What’s the point of all this, then? When General Manager Sarles says that he “[doesn’t] want to hide problems”, or that the Metro Forward campaign is making tangible improvements for riders, I expect to see data to back up those assertions.

When elevator-dependent riders have to cope with yet another outage, I don’t want for them to find out for the first time when they get to their destination and the only notice they have is a cone in front of the elevator door. I want for there to be timely (and, more importantly, meaningful) information available, in a wide variety of formats, including a high-quality API that encourages app developers to build tools that further increase the accessibility and further widen the dissemination of that information.

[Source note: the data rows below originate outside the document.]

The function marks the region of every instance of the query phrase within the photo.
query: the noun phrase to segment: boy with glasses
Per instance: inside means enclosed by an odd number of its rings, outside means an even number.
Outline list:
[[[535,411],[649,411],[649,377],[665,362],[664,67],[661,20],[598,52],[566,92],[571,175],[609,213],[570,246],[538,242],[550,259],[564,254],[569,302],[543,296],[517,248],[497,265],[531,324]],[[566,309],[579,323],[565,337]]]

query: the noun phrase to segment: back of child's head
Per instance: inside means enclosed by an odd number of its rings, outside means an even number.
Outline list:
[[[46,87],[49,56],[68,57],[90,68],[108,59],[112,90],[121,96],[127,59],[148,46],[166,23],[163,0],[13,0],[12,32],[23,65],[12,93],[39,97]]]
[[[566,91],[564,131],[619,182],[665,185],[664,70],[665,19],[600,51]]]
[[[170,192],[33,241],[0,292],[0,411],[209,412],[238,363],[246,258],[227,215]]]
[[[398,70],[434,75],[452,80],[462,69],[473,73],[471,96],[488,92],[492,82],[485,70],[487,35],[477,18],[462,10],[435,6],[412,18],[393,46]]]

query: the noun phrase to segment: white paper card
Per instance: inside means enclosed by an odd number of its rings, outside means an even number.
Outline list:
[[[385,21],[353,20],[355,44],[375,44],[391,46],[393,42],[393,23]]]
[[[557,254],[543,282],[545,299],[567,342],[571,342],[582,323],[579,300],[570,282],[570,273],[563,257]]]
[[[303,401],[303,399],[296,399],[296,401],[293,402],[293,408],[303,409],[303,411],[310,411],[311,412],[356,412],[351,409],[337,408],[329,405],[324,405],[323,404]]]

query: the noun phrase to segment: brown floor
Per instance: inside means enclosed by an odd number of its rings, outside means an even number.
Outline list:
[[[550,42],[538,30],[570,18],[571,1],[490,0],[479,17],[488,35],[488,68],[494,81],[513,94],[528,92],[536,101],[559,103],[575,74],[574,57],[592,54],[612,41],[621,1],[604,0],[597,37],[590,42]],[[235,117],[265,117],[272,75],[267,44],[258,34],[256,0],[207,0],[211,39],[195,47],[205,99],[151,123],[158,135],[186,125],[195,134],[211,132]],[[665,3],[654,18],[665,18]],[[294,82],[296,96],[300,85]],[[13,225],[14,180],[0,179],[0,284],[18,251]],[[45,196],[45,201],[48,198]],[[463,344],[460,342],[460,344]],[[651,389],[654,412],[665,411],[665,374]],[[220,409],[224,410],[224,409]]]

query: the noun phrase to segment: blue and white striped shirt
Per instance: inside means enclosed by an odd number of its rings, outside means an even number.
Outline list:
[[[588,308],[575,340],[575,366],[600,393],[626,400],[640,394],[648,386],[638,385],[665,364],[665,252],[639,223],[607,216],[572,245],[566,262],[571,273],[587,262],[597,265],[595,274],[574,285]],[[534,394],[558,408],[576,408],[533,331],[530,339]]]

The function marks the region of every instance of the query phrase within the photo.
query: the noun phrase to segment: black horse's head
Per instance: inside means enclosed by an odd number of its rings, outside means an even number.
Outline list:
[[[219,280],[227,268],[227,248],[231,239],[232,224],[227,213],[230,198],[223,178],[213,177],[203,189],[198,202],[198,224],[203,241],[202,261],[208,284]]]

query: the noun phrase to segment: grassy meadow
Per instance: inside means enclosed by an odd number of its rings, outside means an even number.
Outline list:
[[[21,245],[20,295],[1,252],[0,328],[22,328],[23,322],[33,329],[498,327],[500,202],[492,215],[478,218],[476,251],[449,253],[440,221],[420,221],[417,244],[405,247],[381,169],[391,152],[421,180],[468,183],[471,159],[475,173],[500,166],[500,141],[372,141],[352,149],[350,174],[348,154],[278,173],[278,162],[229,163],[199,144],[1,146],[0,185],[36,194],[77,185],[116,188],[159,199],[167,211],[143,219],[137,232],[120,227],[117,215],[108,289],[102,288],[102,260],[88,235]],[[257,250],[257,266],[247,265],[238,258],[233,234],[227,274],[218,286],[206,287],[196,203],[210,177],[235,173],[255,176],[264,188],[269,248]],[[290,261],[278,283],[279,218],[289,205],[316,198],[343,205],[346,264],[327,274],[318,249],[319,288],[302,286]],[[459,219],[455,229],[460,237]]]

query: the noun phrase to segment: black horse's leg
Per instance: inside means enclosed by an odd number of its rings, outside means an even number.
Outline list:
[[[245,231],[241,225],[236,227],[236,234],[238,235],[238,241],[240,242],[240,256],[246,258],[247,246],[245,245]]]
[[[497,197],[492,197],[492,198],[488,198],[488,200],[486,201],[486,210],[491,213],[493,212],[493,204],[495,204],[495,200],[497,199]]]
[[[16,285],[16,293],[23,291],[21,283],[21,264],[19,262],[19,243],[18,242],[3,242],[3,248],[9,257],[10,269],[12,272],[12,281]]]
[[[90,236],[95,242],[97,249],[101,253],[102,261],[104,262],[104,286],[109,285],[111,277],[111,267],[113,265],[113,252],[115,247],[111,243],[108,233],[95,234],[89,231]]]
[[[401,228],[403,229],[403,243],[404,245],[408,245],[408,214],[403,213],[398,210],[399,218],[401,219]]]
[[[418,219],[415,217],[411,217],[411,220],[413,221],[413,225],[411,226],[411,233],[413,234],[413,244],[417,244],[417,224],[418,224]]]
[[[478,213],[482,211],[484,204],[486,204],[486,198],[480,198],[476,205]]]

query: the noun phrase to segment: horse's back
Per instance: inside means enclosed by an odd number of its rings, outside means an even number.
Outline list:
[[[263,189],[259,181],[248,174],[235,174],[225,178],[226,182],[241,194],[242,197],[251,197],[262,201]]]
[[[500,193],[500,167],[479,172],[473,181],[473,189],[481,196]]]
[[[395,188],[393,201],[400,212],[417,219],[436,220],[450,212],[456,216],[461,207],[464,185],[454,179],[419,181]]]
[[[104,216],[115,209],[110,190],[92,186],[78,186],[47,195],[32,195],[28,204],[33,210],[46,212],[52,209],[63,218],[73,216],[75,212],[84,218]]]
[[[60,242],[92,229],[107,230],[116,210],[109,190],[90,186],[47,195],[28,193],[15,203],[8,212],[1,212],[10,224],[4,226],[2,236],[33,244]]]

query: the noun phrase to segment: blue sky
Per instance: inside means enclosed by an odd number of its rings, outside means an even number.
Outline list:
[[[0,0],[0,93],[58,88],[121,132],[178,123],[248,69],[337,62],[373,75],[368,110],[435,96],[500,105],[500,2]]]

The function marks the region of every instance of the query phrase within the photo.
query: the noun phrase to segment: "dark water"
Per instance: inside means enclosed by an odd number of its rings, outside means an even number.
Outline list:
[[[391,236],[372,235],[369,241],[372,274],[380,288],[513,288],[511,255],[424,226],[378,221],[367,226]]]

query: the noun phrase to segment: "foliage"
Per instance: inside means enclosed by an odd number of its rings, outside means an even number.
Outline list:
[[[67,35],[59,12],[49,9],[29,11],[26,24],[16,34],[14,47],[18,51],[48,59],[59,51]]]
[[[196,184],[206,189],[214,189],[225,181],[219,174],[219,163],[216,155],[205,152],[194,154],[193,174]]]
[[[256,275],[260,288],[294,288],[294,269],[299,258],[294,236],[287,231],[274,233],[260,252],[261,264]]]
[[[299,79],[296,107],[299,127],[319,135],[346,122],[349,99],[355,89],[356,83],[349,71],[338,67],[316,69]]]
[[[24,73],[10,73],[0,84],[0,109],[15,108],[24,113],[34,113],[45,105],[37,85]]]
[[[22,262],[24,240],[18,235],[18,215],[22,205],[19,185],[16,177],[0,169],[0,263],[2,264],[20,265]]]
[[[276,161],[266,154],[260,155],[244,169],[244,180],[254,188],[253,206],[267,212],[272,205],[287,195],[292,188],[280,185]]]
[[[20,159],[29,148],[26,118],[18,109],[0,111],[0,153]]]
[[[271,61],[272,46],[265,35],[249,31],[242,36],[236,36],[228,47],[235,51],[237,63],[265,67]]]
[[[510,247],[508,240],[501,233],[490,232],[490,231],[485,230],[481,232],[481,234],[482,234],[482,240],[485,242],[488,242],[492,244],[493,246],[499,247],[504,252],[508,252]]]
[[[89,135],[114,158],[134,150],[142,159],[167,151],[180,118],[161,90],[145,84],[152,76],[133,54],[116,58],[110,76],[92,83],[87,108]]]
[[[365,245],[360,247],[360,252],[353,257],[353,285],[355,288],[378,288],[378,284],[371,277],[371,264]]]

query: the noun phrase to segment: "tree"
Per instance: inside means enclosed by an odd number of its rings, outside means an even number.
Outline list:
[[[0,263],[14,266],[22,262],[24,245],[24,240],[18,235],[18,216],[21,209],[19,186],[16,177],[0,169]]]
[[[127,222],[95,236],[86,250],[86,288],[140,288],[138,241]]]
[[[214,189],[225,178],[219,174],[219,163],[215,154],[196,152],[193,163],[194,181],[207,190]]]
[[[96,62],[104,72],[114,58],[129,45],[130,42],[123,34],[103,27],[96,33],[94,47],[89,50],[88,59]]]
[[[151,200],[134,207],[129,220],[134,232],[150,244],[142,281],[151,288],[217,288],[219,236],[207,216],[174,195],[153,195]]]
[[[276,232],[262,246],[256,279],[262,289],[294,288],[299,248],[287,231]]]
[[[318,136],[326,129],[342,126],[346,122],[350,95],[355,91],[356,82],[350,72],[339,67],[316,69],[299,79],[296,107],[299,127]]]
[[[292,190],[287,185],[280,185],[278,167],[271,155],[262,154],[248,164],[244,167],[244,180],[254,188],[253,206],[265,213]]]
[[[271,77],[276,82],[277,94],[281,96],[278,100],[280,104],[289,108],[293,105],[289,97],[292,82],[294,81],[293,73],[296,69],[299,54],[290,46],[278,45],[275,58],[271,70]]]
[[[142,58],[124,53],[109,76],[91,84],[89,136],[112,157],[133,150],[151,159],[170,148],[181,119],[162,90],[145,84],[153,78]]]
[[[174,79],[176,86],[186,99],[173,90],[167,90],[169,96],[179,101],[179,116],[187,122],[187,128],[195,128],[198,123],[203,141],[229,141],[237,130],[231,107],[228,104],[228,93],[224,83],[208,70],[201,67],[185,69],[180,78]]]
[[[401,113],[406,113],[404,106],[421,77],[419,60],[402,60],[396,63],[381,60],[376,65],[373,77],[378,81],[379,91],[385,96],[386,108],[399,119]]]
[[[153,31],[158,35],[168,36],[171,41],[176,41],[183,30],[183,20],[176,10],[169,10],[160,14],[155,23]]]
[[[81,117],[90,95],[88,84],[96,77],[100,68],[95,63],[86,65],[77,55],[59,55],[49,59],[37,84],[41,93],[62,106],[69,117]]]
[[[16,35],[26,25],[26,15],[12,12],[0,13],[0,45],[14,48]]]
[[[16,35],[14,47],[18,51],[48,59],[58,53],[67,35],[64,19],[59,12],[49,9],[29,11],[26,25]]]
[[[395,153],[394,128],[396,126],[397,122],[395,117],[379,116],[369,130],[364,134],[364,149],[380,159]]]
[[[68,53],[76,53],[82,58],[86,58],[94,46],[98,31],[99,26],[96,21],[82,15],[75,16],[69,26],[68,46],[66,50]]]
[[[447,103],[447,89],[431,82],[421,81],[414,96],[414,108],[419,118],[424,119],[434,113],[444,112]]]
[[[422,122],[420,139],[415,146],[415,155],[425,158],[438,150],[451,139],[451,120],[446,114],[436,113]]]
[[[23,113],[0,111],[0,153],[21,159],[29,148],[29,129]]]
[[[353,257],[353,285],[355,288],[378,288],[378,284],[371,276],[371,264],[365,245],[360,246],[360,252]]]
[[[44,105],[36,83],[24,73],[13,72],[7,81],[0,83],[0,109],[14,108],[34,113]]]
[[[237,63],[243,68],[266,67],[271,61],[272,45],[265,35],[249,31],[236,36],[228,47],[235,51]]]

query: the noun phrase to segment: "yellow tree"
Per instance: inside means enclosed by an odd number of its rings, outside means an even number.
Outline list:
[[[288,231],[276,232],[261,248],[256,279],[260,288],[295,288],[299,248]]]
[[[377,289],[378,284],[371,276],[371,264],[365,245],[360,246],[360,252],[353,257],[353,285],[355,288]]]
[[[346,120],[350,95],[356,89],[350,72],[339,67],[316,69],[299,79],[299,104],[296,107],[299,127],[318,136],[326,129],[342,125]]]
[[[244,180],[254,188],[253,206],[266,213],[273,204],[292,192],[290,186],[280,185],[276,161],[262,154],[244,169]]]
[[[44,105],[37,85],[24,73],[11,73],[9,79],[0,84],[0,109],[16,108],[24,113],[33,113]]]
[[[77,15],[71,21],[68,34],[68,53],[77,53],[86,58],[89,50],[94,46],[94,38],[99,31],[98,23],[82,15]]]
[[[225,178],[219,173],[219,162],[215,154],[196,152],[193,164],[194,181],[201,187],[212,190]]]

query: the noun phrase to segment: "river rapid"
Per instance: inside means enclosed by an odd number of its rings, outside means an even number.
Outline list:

Why do I expect these things? I expect these things because Metrorail is supposed to be “America’s Subway”, a world-class system at the forefront of technological innovation and operational excellence. Right now, it is neither of those things. Instead, it is a system where riders climb up and down stopped escalators in dimly-lit stations and hope that their train does not pass over another poorly-maintained track circuit which shall fail to detect that it has become occupied and engender yet another fatal collision. It is a system where secrecy and the maintenance of fiefdoms are the norm, not transparency and cooperation for the good of the riding public.

I don’t claim that open data (and better still, open data that is timely and meaningful) will solve all of those problems, but it is a small step forward, and a step that WMATA could easily take using its existing infrastructure.